Como sabemos y la mayoría de nosotros habrá experimentado, cómo se supera la muerte de un ser querido depende de diferentes aspectos. El duelo varía en función de cómo ocurrió y qué rol tenía esa persona en nuestras vidas, pero también aspectos relacionados con nuestros recursos personales.

Algunos de estos recursos personales a los que tenemos acceso pueden ser nuestra resiliencia o capacidad de hacer frente a las situaciones adversas, el cuidado de nuestra salud mental, nuestra capacidad para expresar y canalizar nuestras emociones y, lo queramos o no, nuestra cultura.

 

 

Es muy probable que los niños mexicanos que hemos comentado, que están familiarizados con el proceso de muerte, puedan reaccionar de una forma más adaptativa ante la pérdida de un ser querido. Perder el miedo a hablar sobre el tema, permitirnos incluirlo en nuestras conversaciones, acercarnos al concepto de pérdida, puede ayudarnos a desarrollar cierta aceptación que nos sirva de ayuda cuando tengamos que enfrentarnos a un proceso tan duro como es el de perder a una persona cercana.

En este sentido, dejar atrás la cultura del apego y el tabú que se ha generado en torno al tema de la muerte, puede ayudarnos a encontrar un punto intermedio en el cual nos permitamos expresar nuestro dolor y aceptar la pérdida como un proceso inevitable.

 

 

¿Cómo afrontar de mejor manera la muerte?

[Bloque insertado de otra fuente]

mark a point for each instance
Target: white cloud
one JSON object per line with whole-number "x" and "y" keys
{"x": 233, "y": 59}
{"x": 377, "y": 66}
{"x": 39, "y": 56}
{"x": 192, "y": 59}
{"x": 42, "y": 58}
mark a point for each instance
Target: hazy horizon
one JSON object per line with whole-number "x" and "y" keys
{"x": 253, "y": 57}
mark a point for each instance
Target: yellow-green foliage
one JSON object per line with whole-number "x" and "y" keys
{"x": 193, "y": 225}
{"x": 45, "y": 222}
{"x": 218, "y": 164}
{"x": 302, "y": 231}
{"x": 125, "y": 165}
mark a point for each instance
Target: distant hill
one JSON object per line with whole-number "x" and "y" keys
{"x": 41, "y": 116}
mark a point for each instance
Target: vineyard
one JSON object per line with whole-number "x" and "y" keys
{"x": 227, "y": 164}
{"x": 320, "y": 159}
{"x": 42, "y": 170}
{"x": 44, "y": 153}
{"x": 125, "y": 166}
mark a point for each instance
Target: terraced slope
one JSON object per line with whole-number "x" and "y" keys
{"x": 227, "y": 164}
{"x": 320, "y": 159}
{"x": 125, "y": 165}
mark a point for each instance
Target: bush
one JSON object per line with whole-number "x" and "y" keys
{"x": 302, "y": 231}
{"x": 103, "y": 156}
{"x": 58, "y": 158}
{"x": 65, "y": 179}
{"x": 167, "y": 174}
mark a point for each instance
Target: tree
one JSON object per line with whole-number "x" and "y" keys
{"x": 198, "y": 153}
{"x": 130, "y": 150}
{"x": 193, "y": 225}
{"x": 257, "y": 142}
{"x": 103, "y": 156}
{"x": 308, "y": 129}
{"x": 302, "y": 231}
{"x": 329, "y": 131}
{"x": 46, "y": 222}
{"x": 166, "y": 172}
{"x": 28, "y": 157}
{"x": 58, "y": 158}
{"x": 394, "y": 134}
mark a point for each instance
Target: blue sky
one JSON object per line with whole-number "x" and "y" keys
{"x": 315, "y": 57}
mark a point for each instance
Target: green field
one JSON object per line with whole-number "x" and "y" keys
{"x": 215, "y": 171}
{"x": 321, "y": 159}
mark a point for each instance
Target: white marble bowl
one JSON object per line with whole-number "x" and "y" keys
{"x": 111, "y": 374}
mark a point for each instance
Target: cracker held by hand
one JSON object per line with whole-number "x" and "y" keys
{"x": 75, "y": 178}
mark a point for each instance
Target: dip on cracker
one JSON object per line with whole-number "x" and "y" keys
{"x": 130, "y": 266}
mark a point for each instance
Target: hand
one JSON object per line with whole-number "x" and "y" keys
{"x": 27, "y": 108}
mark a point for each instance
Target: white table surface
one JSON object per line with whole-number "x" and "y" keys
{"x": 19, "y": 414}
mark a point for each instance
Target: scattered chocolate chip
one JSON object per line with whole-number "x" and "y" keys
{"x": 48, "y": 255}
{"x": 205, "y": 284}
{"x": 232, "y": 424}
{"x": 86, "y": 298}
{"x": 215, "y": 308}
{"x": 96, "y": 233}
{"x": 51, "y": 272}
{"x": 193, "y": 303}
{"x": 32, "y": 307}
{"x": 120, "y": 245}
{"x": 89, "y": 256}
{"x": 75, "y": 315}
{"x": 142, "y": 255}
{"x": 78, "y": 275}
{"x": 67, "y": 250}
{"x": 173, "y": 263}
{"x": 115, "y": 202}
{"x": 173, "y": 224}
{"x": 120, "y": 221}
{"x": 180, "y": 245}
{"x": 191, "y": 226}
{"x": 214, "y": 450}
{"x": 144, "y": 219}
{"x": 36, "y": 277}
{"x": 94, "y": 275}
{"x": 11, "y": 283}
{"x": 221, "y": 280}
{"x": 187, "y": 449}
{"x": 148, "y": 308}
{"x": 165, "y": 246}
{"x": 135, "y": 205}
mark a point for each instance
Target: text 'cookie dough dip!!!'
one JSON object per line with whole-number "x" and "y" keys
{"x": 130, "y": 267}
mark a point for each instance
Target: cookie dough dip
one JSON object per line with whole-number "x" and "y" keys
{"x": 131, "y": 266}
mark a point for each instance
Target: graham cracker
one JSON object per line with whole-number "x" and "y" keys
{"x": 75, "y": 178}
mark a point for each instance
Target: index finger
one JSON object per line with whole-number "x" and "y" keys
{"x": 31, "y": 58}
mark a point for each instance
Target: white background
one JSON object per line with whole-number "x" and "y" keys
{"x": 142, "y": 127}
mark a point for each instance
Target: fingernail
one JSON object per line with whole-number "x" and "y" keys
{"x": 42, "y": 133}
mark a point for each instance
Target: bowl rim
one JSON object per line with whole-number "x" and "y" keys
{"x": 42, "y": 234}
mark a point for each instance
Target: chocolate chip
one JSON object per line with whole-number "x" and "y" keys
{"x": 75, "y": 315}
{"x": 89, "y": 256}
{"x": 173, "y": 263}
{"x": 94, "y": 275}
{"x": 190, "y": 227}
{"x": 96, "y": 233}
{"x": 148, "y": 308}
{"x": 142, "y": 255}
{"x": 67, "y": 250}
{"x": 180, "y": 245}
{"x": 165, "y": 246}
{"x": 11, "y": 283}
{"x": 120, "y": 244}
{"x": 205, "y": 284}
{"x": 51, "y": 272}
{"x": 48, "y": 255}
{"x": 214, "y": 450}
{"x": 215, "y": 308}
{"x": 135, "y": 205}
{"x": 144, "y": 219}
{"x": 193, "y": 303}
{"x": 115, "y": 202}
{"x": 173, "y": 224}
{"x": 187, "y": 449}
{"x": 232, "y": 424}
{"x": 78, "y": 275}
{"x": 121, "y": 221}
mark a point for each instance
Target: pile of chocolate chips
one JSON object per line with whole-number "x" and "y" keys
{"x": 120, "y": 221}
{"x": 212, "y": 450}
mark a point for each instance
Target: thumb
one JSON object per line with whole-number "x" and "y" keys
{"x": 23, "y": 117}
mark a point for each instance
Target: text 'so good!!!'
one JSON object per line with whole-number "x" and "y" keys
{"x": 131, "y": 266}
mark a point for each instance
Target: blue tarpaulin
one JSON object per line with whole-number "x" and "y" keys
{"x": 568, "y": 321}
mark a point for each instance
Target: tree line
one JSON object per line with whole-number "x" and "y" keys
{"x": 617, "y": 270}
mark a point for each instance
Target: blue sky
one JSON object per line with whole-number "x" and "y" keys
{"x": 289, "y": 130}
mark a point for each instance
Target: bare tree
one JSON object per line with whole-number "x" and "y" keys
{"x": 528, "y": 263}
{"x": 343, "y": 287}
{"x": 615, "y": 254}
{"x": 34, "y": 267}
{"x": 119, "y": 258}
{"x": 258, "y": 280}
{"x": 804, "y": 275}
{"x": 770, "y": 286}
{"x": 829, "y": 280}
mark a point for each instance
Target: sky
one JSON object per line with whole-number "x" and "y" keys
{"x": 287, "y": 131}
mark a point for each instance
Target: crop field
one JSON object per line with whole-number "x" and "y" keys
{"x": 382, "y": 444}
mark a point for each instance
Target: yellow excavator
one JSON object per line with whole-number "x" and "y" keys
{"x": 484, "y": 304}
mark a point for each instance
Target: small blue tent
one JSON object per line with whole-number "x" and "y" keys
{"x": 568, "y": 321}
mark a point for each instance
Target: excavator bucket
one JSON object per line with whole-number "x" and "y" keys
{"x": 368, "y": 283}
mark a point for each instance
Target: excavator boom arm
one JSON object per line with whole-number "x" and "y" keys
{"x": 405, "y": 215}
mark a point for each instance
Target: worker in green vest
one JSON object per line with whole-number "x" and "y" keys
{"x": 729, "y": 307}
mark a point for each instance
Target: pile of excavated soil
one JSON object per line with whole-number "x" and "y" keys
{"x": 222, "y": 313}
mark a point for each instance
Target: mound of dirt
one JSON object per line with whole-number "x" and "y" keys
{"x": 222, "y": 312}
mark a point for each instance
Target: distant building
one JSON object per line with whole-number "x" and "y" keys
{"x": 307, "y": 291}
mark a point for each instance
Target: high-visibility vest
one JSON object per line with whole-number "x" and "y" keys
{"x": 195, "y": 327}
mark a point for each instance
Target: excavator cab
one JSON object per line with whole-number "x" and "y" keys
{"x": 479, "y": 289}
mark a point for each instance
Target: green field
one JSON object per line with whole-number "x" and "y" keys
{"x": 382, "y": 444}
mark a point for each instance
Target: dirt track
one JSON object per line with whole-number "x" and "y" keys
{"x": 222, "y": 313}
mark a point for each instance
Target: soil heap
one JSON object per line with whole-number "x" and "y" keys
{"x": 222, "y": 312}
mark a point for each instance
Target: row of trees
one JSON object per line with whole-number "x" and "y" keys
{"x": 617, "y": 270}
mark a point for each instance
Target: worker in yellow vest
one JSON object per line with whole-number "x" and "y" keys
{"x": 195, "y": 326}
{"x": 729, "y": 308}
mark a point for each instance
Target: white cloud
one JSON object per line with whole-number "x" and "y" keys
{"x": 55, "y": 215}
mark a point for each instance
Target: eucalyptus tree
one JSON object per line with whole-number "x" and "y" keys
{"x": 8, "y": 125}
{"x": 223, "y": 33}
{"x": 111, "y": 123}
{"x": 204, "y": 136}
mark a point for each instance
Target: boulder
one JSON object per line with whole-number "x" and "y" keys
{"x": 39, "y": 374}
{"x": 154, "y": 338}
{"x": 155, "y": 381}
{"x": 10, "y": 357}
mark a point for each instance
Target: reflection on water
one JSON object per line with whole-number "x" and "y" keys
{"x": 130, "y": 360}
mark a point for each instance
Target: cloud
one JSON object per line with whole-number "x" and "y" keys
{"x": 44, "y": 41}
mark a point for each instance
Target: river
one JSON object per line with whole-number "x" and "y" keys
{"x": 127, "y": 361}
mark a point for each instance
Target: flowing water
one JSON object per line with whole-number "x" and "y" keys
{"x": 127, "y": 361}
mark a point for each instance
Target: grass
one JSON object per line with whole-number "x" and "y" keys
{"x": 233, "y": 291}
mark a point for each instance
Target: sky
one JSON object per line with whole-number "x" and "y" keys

Quizá no lleguemos nunca a organizar un funeral como lo hacen los indígenas Toraja, quienes celebran la muerte con los ahorros de una vida que van destinados a la gran fiesta de despedida de la misma, su funeral. Puede que tampoco lleguemos nunca a ver la muerte como una liberación que nos permite evolucionar a un ser mejor, como ocurre en el budismo. Sin embargo, quizá sí que podamos empezar de manera individual un proceso de enriquecimiento personal en el que seamos capaces de entender la pérdida de una forma que nos sea más liviana y acorde con nuestra realidad.

Nosotros somos los que decidimos cómo afrontar esta situación dolorosa y convertirla en un recurso más que nos ayude a aprender a vivir sin ciertas personas en nuestra vida.

Además, cuando no nos sintamos capaces por nosotros mismos siempre podremos contar con la ayuda de profesionales de la salud mental para ayudarnos a elaborar esta pérdida de la mejor manera posible.